Bajo la presión de Washington, México redujo el número récord de 86 “diplomáticos” rusos acreditados por la Cancillería en 2022 a 63 en 2024. Sin embargo, en el primer año del gobierno de Sheinbaum, en el que abundan funcionarios afines a Rusia, el número de “diplomáticos” rusos, según registros oficiales, volvió a subir a 76, cifra que rebasa a todas las embajadas latinoamericanas en México, incluidas las legaciones de Brasil y Cuba. Después de la Embajada de Estados Unidos, la rusa es la más grande.
En 2023, la CIA elaboró una lista, con sus respectivos expedientes de inteligencia, de doce espías rusos de gran calado que operan desde la embajada rusa en México simulando ser “diplomáticos”, que compartió con el gobierno federal, con la petición expresa de expulsarlos del país, de acuerdo con The New York Times. Tanto AMLO como Claudia Sheinbaum rechazaron la petición, tachándola de “paranoia”. Se sabe que el nuevo canciller, Roberto Velasco, fue uno de los interlocutores de los estadounidenses.
Rusia ha creado una extensa cámara de resonancia con propagandistas nacionales y extranjeros que propagan y magnifican mentiras, teorías de la conspiración, propaganda disfrazada y sentimientos de odio contra Estados Unidos y Occidente en redes sociales. Es el caso en México de Celeste Saénz, la fanática secretaria General del “Club de Periodistas” y panfletera de RT, que usa su cuenta en X para justificar el genocidio de Putin contra la población ucraniana, amplificar mensajes antiestadounidenses, difundir desinformación de los medios rusos e iraníes y de los conspiranoicos al servicio del Kremlin Tucker Carlson y Jackson Hinkle, postear videos falsos y reciclar teorías de la conspiración fabricadas por el aparato de desinformación estatal ruso como que la esposa de Macron es hombre y Epstein está vivo en Israel.

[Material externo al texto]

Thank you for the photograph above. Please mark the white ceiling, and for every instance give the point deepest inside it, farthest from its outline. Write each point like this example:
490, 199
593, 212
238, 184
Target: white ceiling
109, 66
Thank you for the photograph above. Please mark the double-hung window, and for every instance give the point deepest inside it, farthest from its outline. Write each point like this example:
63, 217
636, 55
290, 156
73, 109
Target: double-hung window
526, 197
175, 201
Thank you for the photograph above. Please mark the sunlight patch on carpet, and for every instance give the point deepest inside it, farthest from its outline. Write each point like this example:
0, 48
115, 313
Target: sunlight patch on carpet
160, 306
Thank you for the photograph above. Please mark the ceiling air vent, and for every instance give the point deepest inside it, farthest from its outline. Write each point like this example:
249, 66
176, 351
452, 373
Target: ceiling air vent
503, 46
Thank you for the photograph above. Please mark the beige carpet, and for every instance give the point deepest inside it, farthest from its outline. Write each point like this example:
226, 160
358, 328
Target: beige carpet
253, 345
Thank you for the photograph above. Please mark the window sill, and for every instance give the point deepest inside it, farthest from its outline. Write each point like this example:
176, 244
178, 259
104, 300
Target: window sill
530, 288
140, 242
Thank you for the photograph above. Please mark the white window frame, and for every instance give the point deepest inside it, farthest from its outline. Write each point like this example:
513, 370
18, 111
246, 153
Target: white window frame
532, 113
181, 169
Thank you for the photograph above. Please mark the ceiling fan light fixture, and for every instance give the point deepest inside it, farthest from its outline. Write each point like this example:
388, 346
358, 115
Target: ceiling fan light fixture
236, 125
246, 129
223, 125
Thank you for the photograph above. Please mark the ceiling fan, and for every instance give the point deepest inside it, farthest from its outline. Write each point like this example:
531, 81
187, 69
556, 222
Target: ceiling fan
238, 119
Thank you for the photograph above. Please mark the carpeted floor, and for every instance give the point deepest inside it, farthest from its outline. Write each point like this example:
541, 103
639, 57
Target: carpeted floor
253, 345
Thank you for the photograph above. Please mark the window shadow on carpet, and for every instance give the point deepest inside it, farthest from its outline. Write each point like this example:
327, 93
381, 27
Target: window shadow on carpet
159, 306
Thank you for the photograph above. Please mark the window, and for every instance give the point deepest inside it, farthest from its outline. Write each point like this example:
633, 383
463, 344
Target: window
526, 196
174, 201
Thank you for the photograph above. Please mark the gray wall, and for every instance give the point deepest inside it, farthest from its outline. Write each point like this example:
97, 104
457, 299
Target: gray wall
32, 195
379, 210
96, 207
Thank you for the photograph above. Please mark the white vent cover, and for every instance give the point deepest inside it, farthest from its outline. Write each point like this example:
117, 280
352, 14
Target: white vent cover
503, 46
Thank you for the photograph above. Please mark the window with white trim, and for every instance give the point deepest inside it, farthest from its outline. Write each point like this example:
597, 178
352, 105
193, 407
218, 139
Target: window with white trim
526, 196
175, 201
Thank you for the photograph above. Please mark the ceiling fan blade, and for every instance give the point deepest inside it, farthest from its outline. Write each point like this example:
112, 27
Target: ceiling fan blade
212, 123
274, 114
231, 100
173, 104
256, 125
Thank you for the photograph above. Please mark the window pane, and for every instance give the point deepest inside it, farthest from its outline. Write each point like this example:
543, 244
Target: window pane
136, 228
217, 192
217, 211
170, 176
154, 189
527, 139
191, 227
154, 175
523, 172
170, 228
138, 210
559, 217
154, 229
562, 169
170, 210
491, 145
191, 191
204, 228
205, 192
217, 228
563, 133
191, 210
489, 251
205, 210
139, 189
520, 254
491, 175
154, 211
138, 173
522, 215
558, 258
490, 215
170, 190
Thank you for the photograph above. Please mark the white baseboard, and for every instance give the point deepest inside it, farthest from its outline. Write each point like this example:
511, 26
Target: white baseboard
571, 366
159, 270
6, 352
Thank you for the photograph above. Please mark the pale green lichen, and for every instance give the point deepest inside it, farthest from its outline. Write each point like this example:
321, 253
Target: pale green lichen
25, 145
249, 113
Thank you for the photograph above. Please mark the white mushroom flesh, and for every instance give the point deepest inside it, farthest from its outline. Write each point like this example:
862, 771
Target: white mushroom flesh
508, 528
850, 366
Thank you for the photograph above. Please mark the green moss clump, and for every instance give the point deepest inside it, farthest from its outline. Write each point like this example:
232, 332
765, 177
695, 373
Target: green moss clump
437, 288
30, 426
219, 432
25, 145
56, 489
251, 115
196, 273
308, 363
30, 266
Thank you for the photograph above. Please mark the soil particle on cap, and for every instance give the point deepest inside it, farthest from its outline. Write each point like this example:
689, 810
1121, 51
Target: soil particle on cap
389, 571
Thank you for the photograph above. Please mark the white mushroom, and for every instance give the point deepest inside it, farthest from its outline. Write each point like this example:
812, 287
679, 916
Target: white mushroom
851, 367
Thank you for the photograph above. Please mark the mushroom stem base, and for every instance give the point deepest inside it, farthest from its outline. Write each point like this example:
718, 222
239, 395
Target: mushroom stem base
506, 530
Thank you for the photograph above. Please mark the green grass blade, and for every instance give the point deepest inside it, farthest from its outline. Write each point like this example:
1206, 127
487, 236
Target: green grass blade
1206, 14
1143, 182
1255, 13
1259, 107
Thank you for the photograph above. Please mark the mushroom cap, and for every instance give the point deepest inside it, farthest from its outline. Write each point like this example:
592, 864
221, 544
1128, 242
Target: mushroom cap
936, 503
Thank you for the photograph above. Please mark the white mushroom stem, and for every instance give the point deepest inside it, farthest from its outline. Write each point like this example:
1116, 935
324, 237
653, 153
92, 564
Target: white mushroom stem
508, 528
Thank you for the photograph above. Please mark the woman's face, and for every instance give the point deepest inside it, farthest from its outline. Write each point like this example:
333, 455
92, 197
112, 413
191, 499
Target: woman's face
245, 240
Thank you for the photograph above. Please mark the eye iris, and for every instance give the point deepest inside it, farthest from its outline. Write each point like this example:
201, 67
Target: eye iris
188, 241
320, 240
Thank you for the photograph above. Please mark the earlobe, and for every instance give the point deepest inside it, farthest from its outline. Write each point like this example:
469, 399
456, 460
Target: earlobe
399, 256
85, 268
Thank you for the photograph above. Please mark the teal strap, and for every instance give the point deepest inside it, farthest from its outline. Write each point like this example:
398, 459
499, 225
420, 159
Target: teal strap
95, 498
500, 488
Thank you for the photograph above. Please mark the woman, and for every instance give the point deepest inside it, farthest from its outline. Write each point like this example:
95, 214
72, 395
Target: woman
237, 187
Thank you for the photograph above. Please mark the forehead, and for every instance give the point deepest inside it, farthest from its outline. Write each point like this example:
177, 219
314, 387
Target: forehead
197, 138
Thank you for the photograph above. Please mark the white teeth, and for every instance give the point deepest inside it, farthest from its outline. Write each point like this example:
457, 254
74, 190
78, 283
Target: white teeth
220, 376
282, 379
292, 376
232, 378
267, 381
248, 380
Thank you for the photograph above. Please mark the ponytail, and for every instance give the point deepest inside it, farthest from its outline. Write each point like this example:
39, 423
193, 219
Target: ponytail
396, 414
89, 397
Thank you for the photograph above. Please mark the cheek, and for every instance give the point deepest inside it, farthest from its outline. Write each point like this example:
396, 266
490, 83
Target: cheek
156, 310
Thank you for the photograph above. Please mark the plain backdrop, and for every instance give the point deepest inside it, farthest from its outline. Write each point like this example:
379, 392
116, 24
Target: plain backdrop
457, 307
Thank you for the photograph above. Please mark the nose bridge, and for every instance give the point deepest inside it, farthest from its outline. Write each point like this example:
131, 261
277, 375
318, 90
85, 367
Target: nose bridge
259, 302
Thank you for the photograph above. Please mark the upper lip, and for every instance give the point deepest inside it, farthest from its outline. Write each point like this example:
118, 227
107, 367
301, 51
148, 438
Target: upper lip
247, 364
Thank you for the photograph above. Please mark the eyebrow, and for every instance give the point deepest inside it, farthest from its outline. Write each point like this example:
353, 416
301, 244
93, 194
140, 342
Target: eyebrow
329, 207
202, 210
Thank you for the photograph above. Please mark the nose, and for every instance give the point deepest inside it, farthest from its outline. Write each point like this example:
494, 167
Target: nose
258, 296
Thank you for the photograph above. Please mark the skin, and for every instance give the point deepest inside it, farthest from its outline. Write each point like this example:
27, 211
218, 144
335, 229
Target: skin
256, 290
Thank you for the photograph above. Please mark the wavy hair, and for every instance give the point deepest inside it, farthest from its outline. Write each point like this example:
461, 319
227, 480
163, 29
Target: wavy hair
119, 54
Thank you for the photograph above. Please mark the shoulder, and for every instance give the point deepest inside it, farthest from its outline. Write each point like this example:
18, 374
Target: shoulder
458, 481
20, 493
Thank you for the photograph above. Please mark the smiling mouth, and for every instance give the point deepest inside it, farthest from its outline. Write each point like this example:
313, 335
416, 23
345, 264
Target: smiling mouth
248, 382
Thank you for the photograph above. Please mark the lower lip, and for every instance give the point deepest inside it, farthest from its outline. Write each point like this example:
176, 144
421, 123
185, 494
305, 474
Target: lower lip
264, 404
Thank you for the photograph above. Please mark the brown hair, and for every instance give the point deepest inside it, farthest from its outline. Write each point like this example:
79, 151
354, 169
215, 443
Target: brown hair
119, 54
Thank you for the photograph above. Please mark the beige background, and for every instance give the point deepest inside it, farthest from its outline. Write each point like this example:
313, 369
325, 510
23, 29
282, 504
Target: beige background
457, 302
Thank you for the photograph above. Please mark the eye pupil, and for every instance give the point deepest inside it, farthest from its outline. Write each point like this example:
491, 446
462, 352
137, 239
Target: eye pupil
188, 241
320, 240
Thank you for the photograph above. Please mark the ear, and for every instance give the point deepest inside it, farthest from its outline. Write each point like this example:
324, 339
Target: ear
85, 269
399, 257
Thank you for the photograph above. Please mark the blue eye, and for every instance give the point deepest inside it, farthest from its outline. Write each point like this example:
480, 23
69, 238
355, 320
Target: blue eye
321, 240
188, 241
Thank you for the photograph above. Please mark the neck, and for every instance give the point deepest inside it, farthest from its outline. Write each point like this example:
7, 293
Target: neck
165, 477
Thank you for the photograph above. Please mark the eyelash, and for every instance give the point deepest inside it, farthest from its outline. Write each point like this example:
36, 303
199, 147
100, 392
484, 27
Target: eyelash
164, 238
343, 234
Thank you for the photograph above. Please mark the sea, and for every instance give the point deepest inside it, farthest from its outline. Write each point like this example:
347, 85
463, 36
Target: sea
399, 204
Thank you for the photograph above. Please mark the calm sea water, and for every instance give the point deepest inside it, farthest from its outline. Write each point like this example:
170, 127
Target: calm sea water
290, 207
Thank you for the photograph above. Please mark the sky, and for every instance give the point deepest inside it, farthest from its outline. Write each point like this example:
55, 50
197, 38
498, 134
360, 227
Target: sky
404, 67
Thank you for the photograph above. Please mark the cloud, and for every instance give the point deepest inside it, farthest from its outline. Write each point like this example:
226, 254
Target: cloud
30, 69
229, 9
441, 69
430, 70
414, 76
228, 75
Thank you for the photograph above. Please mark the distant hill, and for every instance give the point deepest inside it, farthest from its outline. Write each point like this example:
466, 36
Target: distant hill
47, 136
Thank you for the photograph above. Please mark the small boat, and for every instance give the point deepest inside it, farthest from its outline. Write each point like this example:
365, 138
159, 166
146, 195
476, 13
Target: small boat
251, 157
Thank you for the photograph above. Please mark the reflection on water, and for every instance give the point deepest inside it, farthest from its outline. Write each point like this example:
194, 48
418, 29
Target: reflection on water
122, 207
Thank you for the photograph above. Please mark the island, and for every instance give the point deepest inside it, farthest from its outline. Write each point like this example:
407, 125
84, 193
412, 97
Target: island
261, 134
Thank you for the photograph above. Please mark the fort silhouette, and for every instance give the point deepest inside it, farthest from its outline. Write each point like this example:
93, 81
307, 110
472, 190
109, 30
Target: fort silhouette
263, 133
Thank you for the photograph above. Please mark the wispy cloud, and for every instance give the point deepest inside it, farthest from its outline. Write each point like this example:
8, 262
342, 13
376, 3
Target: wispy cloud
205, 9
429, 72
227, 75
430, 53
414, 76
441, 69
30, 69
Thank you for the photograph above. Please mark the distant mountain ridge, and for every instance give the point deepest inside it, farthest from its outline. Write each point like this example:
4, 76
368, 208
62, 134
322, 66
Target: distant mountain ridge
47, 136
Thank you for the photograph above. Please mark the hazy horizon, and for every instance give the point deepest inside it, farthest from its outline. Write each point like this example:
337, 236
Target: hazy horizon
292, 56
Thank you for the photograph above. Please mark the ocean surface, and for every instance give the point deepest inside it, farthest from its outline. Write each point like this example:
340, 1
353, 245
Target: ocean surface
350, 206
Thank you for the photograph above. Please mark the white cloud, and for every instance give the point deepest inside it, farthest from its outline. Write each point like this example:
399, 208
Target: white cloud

Washington se halla en desventaja en esta guerra por el control de narrativas y contra la manipulación y la injerencia extranjeras debido al desmantelamiento en 2025 del andamiaje institucional a cargo de monitorear y exponer la influencia rusa, china e iraní. El gobierno de Trump se deshizo de los equipos de expertos en desinformación y propaganda rusas del hoy clausurado Centro de Compromiso Global del Departamento de Estado, del FBI y de la Oficina del Directorio de Inteligencia Nacional. También cerró, para efectos prácticos, el servicio noticioso multilingüe de la Voz de América. En un momento en que los mensajes antiestadounidenses están proliferando debido a la guerra en Irán y las políticas de Trump, Washington busca que las embajadas y los consulados llenen el vacío que dejó la desaparición de esos mecanismos oficiales en lo que equivalió a un desarme unilateral en plena guerra informativa.